The New York Times columnist, and co-author of Half the Sky: Turning Oppression into Opportunity for Women Worldwide, Nicholas Kristof has raised our consciousness about the struggle for gender equality and forced us to look at injustice around the world. Kristof uses his twice-weekly New York Times column as a bully pulpit to advocate against one uncomfortable global injustice or another, from government abuses in the Sudan to the torture of circumcision that mothers ­inflict on their daughters across Africa and parts of Asia.

He has spent the last ten years focusing on the oppression of women. Half the Sky, published in 2009, tells heart-wrenching, grisly stories of female exploitation, sex trafficking, slavery, and death. Not the typical stuff of Oprah’s Book Club, but after Winfrey devoted an entire show to it, sales of the book skyrocketed and it spent more than 60 weeks on the best-seller list.
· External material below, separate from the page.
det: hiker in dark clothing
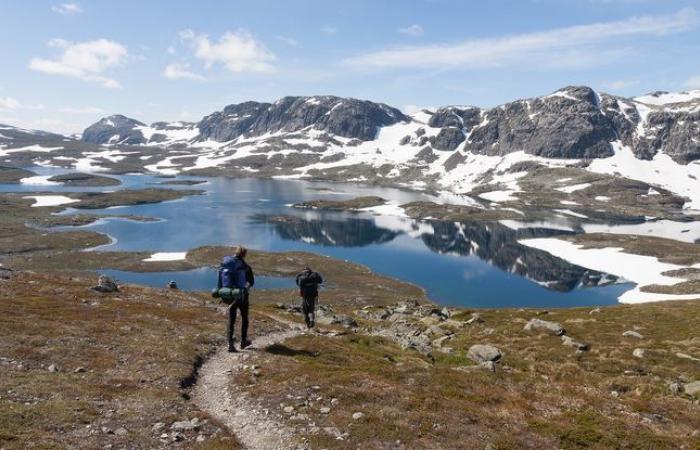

The book inspired the kind of grassroots activism that MoveOn.org would envy: It’s been discussed among prison populations, turned book groups from Connecticut to Oregon into fund-raisers for women’s organizations, and inspired a documentary series by the same name that will air on PBS in October.

Today, Kristof continues to make us think about the world’s unsung victims and heroes. “We in the news business don’t cover reproductive health, sex trafficking, and maternal mortality very well,” says Kristof, who has made it his job to change that record.

“People always ask me, ‘Do you get depressed when reporting on poverty and global conflicts?’ …I go back because it is hard to deal with.”